We introduce a notation \(\overrightarrow{{\varvec{W}}}:=({\varvec{W}}_1, {\varvec{W}}_2, \dots , {\varvec{W}}_L)\) to represent all the trainable parameters. We note that \(\varvec{A}\) and \({\varvec{B}}\) are fixed after initialization. Throughout the paper, we use \(\Vert \cdot \Vert\) to denote the \(l_2\) norm of a vector. We further use \(\Vert \cdot \Vert\) and \(\Vert \cdot \Vert _F\) to denote the spectral norm and the Frobenius norm of a matrix, respectively. Denote \(\Vert \overrightarrow{{\varvec{W}}}\Vert := \max _{l\in [L]}\Vert {\varvec{W}}_l\Vert\) and \(\Vert {\varvec{W}}_{[L-1]}\Vert := \max _{l\in [L-1]}\Vert {\varvec{W}}_l\Vert\).

The training data set is \(\{(x_i, y_i^*)\}_{i=1}^n\), where \(x_i\) is the feature vector and \(y_i^*\) is the target signal for \(i=1, ..., n\). We consider the objective function is \(F(\overrightarrow{{\varvec{W}}}):=\sum _{i=1}^{n}F_{i}(\overrightarrow{{\varvec{W}}})\) where \(F_{i}(\overrightarrow{{\varvec{W}}}):=\ell ({\varvec{B}}h_{i,L}, y_{i}^{*})\) and \(\ell (\cdot )\) is the loss function. The model is trained by running the gradient descent algorithm. Though ReLU is nonsmooth, we abuse the word “gradient" to represent the value computed through back-propagation.

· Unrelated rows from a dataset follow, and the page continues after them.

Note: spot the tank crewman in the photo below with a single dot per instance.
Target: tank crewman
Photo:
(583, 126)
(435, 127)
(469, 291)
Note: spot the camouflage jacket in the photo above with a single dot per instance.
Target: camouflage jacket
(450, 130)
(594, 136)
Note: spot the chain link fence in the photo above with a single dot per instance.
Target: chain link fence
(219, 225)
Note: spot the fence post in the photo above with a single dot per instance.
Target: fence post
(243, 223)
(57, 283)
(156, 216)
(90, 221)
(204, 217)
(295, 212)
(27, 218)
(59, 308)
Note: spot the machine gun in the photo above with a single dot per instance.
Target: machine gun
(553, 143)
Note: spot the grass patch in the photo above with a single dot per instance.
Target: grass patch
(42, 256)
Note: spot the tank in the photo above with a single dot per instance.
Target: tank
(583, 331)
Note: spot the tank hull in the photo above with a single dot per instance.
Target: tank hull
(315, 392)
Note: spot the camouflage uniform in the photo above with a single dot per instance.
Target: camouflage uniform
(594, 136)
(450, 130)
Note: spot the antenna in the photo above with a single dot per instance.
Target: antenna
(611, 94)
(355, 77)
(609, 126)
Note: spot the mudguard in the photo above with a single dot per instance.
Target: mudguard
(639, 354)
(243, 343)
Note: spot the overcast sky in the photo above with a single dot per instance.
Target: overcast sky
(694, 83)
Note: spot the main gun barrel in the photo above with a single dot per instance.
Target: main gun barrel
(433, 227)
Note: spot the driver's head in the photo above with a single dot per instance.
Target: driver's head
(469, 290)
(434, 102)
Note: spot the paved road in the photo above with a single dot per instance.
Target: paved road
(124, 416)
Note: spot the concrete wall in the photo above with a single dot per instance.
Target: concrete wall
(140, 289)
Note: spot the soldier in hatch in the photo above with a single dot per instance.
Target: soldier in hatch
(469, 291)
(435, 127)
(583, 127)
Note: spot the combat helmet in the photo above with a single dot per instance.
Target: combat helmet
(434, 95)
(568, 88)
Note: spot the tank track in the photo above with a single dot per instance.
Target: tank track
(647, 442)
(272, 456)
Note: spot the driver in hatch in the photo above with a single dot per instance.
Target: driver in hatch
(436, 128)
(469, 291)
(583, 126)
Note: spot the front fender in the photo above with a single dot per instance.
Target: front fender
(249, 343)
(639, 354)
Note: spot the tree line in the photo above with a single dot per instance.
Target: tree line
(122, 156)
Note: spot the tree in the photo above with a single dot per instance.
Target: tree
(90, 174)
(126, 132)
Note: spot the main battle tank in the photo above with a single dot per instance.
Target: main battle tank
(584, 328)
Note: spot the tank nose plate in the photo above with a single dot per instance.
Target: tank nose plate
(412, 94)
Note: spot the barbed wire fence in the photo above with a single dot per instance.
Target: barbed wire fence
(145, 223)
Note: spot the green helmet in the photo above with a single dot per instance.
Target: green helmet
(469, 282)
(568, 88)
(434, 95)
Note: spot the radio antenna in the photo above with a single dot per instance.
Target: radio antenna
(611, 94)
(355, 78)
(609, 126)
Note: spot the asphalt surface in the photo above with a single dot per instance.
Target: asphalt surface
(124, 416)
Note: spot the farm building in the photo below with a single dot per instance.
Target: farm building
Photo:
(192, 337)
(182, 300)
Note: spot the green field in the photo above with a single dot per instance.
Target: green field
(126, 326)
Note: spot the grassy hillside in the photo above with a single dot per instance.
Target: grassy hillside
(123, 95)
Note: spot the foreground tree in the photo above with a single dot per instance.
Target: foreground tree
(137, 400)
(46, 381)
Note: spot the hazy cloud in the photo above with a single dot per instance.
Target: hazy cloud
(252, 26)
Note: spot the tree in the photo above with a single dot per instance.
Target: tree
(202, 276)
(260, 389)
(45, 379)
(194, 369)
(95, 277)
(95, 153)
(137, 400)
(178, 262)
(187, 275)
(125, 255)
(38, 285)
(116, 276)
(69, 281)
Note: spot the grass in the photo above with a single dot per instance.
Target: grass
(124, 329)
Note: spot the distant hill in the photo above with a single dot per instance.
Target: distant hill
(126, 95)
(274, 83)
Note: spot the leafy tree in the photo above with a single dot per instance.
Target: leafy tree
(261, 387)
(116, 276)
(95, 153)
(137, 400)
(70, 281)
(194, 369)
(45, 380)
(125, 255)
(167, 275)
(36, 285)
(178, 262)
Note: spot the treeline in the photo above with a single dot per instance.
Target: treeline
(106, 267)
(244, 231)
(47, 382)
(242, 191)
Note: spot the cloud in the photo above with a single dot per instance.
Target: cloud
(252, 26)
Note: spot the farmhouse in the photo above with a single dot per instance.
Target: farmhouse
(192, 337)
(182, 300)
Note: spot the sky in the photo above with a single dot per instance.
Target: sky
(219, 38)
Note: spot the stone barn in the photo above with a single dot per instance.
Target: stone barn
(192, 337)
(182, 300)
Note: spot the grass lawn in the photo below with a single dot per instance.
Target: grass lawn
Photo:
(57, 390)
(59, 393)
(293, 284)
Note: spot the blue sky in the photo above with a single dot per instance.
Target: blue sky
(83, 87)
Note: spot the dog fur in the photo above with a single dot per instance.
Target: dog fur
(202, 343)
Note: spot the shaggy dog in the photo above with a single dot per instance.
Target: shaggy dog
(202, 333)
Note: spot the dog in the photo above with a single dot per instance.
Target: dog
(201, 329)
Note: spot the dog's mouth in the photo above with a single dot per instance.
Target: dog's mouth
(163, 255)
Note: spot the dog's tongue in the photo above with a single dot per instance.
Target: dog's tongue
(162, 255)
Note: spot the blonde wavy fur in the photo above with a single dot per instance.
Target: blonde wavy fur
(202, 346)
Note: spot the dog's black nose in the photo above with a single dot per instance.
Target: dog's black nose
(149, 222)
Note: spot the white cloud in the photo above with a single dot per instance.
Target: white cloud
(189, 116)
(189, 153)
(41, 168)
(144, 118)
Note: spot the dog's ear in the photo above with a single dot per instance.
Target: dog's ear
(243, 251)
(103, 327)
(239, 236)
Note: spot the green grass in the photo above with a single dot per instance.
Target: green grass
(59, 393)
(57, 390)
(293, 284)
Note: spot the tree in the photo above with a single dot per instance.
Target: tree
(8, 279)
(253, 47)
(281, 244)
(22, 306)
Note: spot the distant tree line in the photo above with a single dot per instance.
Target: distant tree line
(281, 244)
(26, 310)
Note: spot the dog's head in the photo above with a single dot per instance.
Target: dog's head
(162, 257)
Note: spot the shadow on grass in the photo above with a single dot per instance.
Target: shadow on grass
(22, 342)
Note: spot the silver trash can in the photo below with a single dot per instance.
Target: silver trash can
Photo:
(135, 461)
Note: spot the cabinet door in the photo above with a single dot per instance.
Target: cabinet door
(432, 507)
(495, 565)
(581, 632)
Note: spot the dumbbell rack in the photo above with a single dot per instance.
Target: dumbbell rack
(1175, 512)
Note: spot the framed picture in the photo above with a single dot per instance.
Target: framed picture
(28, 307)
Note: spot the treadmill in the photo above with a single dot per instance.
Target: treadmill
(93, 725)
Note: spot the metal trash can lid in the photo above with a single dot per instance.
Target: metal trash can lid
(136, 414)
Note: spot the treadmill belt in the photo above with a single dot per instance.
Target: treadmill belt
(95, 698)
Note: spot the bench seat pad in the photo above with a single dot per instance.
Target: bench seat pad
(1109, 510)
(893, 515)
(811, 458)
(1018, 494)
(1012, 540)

3 Forward and backward stability of ResNet

In this section, we establish the stability of training ResNet. We show that when \(\tau = O(1/\sqrt{L})\) the forward and backward pass is bounded at the initialization and after small perturbation. On the converse side, for an arbitrary positive constant c, if \(\tau >L^{-0.5+c}\), the output magnitude grows at least polynomial with depth at the initialization. We also argue the advantage of using a factor \(\tau\) over other stabilization methods, such as BN and Fixup. The stability result forms the basis to establish the global convergence in Sect. 4.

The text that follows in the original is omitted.